Let me tell you something: Many autistic individuals do not like being forced to interact with other people. And the desire for friends is not universal; it is certainly not as universal as the need for understanding. While I do have some friends that I talk to over the phone and by e-mail, that does not mean everyone else would like doing that.

 

The third myth is that there is such a thing as a universal solution to any aspect of autism. If we all gave autistic individuals the same wonder drug, or put them in the same behavior modification plan, their symptoms would be gone. But autism is a diverse disorder. It's not one of those things you can just cure with a single treatment. What works with one child is likely to be a disaster for another child. To quote Buddhist scripture, “Nothing is pure, nothing is defiled.”

 

Consider--Dr. Temple Grandin, an autistic speaker, talks about how she thinks in pictures. But I do not think in pictures.

 

The final myth is that autism is a disease to the core and we have to get rid of it at all costs.

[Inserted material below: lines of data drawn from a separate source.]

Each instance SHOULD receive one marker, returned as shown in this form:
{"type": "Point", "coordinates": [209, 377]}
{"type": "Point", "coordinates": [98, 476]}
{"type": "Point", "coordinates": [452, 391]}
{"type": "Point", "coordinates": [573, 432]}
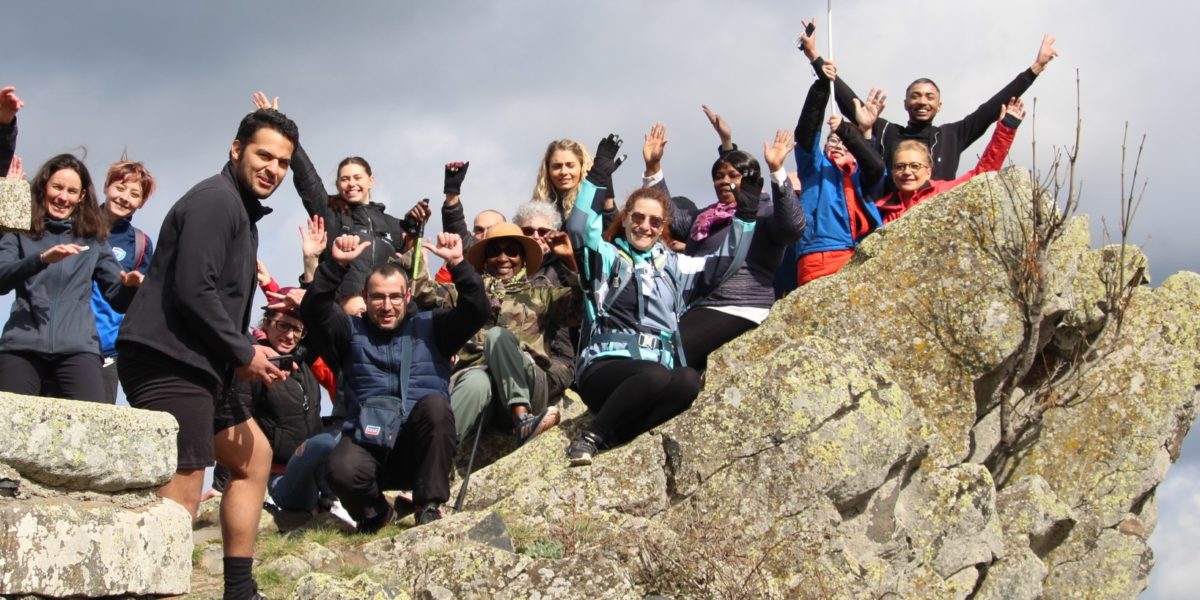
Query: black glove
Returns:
{"type": "Point", "coordinates": [605, 162]}
{"type": "Point", "coordinates": [456, 172]}
{"type": "Point", "coordinates": [749, 195]}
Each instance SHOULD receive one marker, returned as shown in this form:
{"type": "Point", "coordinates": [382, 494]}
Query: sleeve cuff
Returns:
{"type": "Point", "coordinates": [649, 181]}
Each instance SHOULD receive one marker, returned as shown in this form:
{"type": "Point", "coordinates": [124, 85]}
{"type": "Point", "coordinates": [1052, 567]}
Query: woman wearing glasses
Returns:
{"type": "Point", "coordinates": [911, 166]}
{"type": "Point", "coordinates": [630, 370]}
{"type": "Point", "coordinates": [743, 299]}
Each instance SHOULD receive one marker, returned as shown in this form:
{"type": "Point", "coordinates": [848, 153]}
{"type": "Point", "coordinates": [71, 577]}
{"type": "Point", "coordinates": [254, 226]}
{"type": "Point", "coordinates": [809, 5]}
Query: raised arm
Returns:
{"type": "Point", "coordinates": [994, 156]}
{"type": "Point", "coordinates": [453, 328]}
{"type": "Point", "coordinates": [787, 219]}
{"type": "Point", "coordinates": [583, 226]}
{"type": "Point", "coordinates": [972, 126]}
{"type": "Point", "coordinates": [9, 107]}
{"type": "Point", "coordinates": [328, 325]}
{"type": "Point", "coordinates": [870, 163]}
{"type": "Point", "coordinates": [454, 219]}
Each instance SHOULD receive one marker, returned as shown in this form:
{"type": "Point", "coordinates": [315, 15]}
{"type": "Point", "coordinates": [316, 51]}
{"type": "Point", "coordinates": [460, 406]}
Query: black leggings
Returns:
{"type": "Point", "coordinates": [705, 330]}
{"type": "Point", "coordinates": [60, 376]}
{"type": "Point", "coordinates": [630, 397]}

But autism is not a disease. It is a condition that causes many problems, but there are also many gifts of autism.

 

You cannot cure autism in a literal sense. But you can ameliorate its effects, and certainly make it better for the autistic individual. You should try not only to understand an autistic child but work with an autistic child as much as you can. Because autism can also give gifts, just as Dumbo's big ears in the end became an asset, not a liability. An autistic individual once stated, "I do not want to become more normal. I just want to become more functional."

 

It is important to stop thinking of autism as something as inherently flawed. We have to remember that while autism causes serious problems, there are always reasons behind them. We should never forget those reasons. And we have to remember that if those reasons disappear, so do the problems.

 

As the parent or teacher of an autistic individual, you are going to face many challenges. And you are making decisions that can either mess up your child's life, or make a great and positive difference in a child's life. Remember that you are not always right because you're the adult and he is the child. Think of him as an equal, not in his judgment, but in the way you listen to him as you would listen to another person. Remember your confusion about how he thinks is matched by the confusion your child will feel about how you think.

 

Thank you for listening. I will now answer your questions.